Kim recommends the local government impose taxes on disposable items to reduce the amount of trash on the island.
Waste collected at beaches cannot be recycled due to its exposure to salt. And the beaches aren’t the only places with too much trash.
Daily waste on the island has almost doubled in the last few years from 764 tons a day in 2011 to 1,332 tons last year, according to a study by the local government.
The amount of trash sent to local incineration plants also rose from 198 tons a day in 2011 to 319 tons last year. An incineration plant can handle 200 tons a day.
Since 2015, Jeju Island has been compressing paper and polyethylene terephthalate, or PET, which is used to make plastic bottles, to send it to solid-recovered fuel (SRF) sites.
But these efforts can’t keep up with the trash. At one landfill in Hoecheon-dong, Jeju City, there are some 50,000 bags of compressed plastic and paper that weigh one ton each, creating a mountain of trash.
“There aren’t many places that take in compressed trash rejected by SRF sites for its low quality,” said Lim Yong-gu, an employee at Jeju’s environmental management office.
Local government points to the skyrocketing population and waves of tourists as the sources of the problem.
According to a population census carried out by authorities, since 2009, the number of residents in Jeju increased by 10,000 persons a year, to 683,000 people last year.
With budget airlines flying to Jeju, such as Jeju Air and Eastar Jet, the number of tourists increased by about three times from 5.8 million in 2008 to 14.8 million last year.

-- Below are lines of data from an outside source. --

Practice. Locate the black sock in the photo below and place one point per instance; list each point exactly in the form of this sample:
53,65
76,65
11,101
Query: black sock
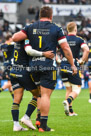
12,94
70,99
43,121
70,109
38,114
31,107
1,89
90,95
15,112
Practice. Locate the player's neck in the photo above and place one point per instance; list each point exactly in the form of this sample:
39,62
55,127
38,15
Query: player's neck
46,19
72,33
7,42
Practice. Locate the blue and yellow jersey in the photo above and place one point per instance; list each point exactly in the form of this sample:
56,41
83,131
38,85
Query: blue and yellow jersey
89,57
8,50
75,43
20,56
44,36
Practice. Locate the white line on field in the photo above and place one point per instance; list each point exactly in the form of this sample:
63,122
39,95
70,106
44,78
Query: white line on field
9,120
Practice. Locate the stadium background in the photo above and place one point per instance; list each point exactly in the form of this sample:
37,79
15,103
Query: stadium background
14,14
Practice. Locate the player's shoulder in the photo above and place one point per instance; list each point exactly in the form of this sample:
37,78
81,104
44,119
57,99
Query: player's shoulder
3,45
79,37
56,25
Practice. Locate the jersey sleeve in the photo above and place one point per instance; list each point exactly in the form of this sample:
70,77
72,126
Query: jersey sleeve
26,43
25,30
61,37
82,43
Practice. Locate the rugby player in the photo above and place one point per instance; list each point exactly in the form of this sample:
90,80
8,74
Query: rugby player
20,79
7,49
44,36
73,83
89,66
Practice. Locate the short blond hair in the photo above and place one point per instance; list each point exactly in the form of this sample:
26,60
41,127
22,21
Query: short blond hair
71,26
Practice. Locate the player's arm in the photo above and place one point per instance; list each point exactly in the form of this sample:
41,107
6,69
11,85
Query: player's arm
84,58
68,54
58,60
32,52
66,49
19,36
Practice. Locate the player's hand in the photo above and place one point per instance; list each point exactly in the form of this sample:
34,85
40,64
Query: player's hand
74,69
80,61
49,54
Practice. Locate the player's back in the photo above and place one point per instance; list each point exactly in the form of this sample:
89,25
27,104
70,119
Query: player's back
89,57
8,50
20,56
43,36
75,43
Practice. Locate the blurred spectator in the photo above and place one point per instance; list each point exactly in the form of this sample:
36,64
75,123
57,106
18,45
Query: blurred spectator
1,14
1,31
31,10
71,1
88,23
83,1
46,1
6,26
80,15
27,22
37,13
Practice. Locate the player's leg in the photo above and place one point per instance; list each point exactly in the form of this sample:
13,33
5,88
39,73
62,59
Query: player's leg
38,112
47,85
68,91
30,109
44,107
89,84
29,85
75,92
18,93
65,103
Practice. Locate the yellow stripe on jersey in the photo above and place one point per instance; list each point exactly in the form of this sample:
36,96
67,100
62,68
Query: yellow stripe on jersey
79,37
54,75
80,74
11,74
64,70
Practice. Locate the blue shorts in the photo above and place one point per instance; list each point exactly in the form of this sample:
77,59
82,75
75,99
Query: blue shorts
22,79
6,73
66,74
46,79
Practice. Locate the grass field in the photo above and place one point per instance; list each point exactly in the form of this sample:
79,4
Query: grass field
63,125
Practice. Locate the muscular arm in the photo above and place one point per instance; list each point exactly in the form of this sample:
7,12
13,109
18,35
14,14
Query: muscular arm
19,36
85,50
32,52
67,52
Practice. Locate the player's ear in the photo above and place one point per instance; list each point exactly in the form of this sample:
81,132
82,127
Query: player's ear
51,18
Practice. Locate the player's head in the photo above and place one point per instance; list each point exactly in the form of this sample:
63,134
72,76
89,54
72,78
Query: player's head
9,38
72,27
46,12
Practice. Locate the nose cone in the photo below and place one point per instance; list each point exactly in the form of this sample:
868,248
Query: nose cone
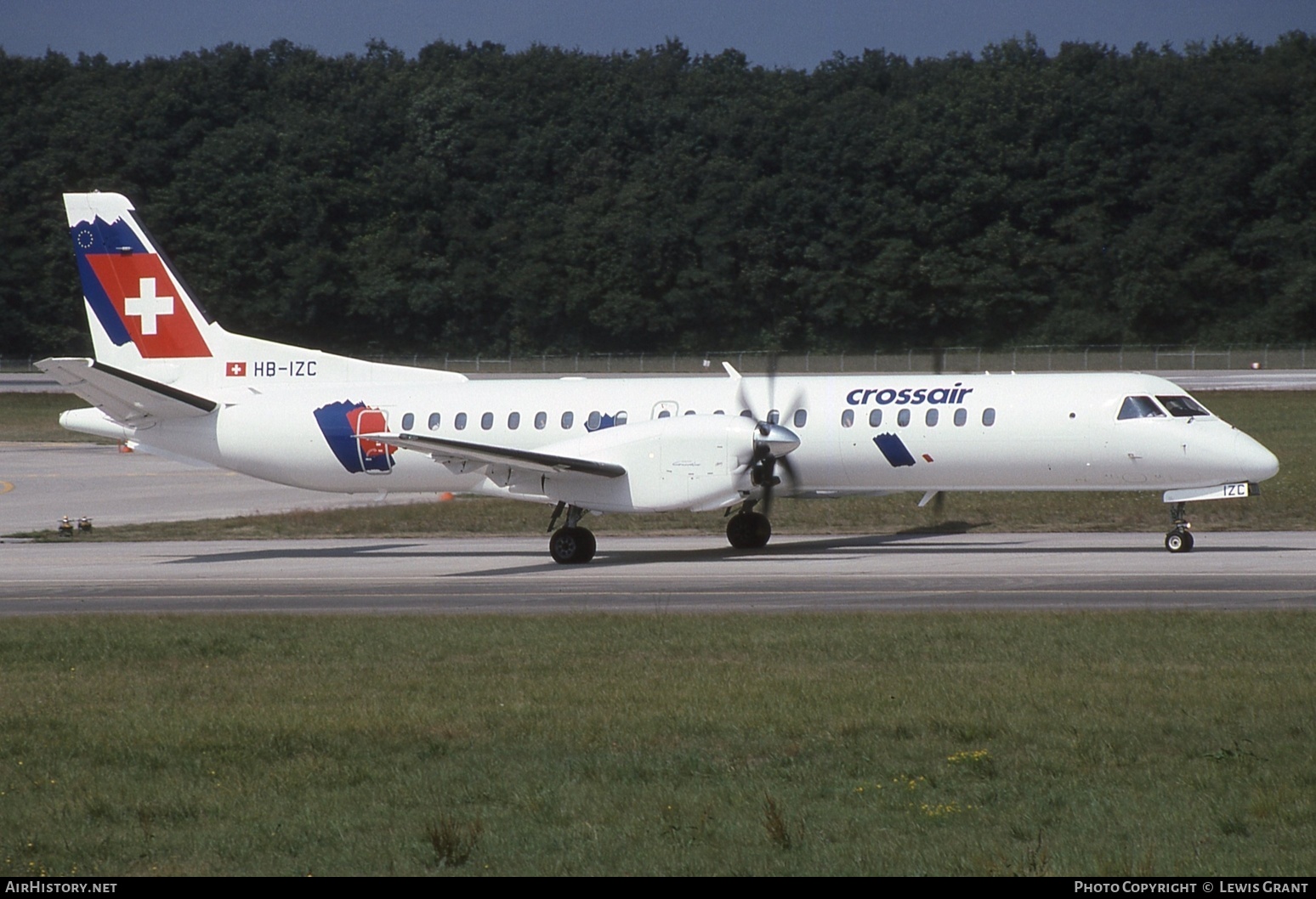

But tourists aren’t the only ones to blame, as Jeju residents throw out 1.92 kilograms (4.23 pounds) of trash per person - twice the national average.
The waste piling up in Jeju has also caught international attention as the U.K.-based BBC News selected the island as one of five places “tackling too many visitors,” in an article released last month.
“Though the increasing number of tourists is also a problem, the bigger problem is the rate at which that number is rising,” said Kang Seong-il, professor of tourism at Jeju National University. “We’re seeing a sudden rise in the number of tourists when we’re not ready to have that many people.”